Rising Cases of CTE in Athletes: Is There Anything We Can Do?

Derek Boogaard. That name sends shivers down the spines of the many who read the three-part series on the former NHL player’s life published last December in the New York Times. The former New York Ranger’s left wing was on the team for one main purpose: to be an enforcer, to throw the punches and take the hits.

In a professional hockey career spanning six seasons, Boogaard had a grand total of three goals and countless concussions. In May 2011, at the age of 28, Boogaard passed away from a drug overdose while recovering from another one of his many concussions. After an autopsy of his brain was performed, it was revealed that he suffered from Chronic Traumatic Encephalopathy (CTE), a progressive disease that causes cognitive problems, behavior abnormalities, and dementia-like symptoms. It occurs after a history of multiple blows or hits to the head. For years CTE has been known to exist in some boxers, but only recently have we seen developments in other professional sports, such as hockey.

While Boogaard’s story tends to be discussed often, he is not the only NHL player to be diagnosed with CTE; he is simply the youngest. From 2009 to early 2011, two other players in a similar “enforcer” role to Boogaard were diagnosed with CTE. Two months before Boogaard’s untimely death, the NHL suffered another diagnosis of CTE, however this one came as more of a shock.

Rick Martin, a NHL player from the 1970s, passed away of heart disease. His brain was donated to Boston University, where researchers discovered CTE. When this news was released to the public, the focus of many articles and news stories was about two simple facts: Martin marked the first diagnosis of CTE in a player that was not in an “enforcer” role and who had participated in very few fights.

As CTE can only be diagnosed postmortem, since a dissection of the brain is necessary, the recent deaths of athletes who have been impacted in different ways, whether it is the sport  directly or the type of hit taken, leaves many questions for the future of CTE research. As much of this news has emerged in the past few years, it is important that for the sake of the players and the future of these sports, to take a step back.

Does CTE need to mean an end to hockey, football, boxing, or any other sport we have to integrate in our culture?
Of course not.

As a hockey and football fan for nearly my entire life, I cannot fathom a day when we would have enough people in support of ending a huge part of our culture.

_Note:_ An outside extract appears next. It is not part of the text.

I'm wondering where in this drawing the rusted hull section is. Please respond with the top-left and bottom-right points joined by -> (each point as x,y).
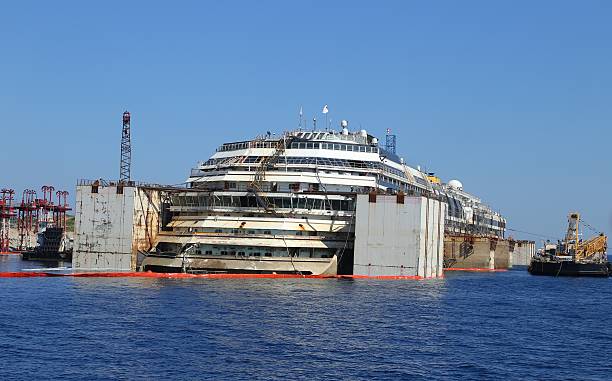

While more research is being done on possible diagnoses before death and possible ways to treat the conditions afflicted on players, the organizations overseeing these professional sports need to implement their own programs for dealing with repeated injuries to the brain.
The solution to fighting these problems at the very basic level lies in creating a more comprehensive and cohesive system of monitoring injured athletes and how they are treated for each suspected head injury. It’s also important to see a full recovery time when resuming play after an injury. More regulations or even an outright ban against fighting in sports such as hockey can only have a positive influence in reducing the number of blows to the head that can cause CTE.

With so much still unknown about CTE, it is important for organizations take a proactive stance on the roles they can play in reduction and prevention methods. In the end, responsibility is in the hands of the caretakers of these players, the organizations, to take charge and create a more effective method for treatment.

While the focus of CTE in sports tends to zoom in on professional leagues, anyone that suffers trauma to the head repeatedly could be suffering and not even know it.

For any athletes, professional or not, if you suffer any type of head injury, it’s important to seek treatment immediately. Make sure to keep a list of your symptoms in case you begin to have memory issues. Also note any emotional changes, or anything else that may seem abnormal. Additionally, ask a friend or loved one to note any changes in your behavior, mood, or memory, so that you have someone who knows your typical personality, in case any changes arise. Do not return to the game until you have been fully cleared by your physician. Do not consult multiple doctors if you are disappointed to hear that you might need to take a few months off to avoid another injury while you are still recovering; you’ll thank yourself when you aren’t suffering from CTE later in life, as many professional athletes mentioned have had it lead to death or decline in quality of life.